The defense, led by Marshal Abubakar on behalf of Senator Kingibe, had urged the court to dismiss the matter with punitive costs, arguing that the party already had laid-down procedures for resolving internal disputes, which the plaintiffs had failed to follow.
He also raised a pointed procedural objection that the plaintiffs themselves had been suspended by the party and therefore lacked the legal standing to institute the action in the first place. The court, in its ruling, effectively vindicated that position.
The courtroom drama cannot be divorced from the wider political chessboard on which it is being played. Kingibe was elected senator in 2023 on the Labour Party platform before later defecting to the ADC amid wider political realignments ahead of the 2027 elections.
Her move was part of a broader and notable wave of defections that has seen politicians from the ruling All Progressives Congress, the Peoples Democratic Party, and the Labour Party flood into the ADC’s ranks.
The party’s sudden swelling of membership, however, appears to have sown as many seeds of conflict as it has of opportunity.

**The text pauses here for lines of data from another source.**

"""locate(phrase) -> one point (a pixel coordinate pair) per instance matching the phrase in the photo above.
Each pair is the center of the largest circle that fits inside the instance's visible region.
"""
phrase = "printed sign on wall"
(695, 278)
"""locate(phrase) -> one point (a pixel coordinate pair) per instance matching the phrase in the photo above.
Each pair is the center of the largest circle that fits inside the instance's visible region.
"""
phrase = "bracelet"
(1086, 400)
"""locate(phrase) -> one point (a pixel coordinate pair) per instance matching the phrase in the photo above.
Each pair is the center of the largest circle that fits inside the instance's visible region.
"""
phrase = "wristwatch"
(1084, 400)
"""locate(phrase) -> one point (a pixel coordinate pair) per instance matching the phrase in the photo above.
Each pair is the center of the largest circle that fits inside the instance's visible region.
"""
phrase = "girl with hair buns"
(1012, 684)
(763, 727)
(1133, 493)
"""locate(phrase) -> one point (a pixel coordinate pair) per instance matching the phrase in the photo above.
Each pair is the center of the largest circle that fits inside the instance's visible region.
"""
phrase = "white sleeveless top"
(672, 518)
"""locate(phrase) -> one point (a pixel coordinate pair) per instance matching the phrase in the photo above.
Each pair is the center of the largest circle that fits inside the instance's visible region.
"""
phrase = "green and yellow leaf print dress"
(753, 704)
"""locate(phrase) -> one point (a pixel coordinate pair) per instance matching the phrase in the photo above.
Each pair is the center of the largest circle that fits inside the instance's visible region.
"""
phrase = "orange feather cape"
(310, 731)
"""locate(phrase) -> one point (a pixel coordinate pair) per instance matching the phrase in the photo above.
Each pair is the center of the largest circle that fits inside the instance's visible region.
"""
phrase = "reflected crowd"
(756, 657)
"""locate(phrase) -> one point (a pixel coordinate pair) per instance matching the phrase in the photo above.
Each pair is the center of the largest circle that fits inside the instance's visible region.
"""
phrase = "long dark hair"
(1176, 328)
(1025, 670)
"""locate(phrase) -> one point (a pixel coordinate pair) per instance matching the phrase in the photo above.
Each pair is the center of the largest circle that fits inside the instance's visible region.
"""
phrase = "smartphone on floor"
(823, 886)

Powerful figures arriving from different political traditions, each with their own loyalists and ambitions, have created fertile ground for the kind of ward-level power struggles now spilling into the courts.
For Senator Kingibe, a seasoned political figure who has navigated multiple electoral cycles and party affiliations, Friday’s ruling is a vindication, both legally and politically.
Her opponents walked into court with a SAN, filed a five-point suit, and walked out N20 million poorer, with their suspension effort publicly dismissed as lacking any legal foundation.
As Nigeria inches closer to the 2027 election season, the ruling serves as a firm judicial warning to party executives across the country: the courts are not instruments of internal party scores.
And for the ADC, a party still finding its footing under the weight of its new and ambitious membership, the message could not have come at a more consequential time.
WHAT YOU SHOULD KNOW
The Federal High Court in Abuja has dismissed a suit by ADC’s Wuse Ward executives seeking judicial backing for the suspension of FCT Senator Ireti Kingibe, ruling it a frivolous interference in internal party affairs.
Justice Peter Lifu’s most telling observation was this: you cannot suspend someone and then run to court to validate your own decision; the suspended party is the one with legal standing to seek redress, not the other way around. The ward executives left court not only empty-handed but also N20 million lighter.
At its core, this case is a cautionary tale about the internal fractures quietly destabilizing the ADC as it absorbs a flood of political defectors jostling for power ahead of 2027 — and a firm reminder that Nigerian courts will not be weaponized to settle intra-party scores.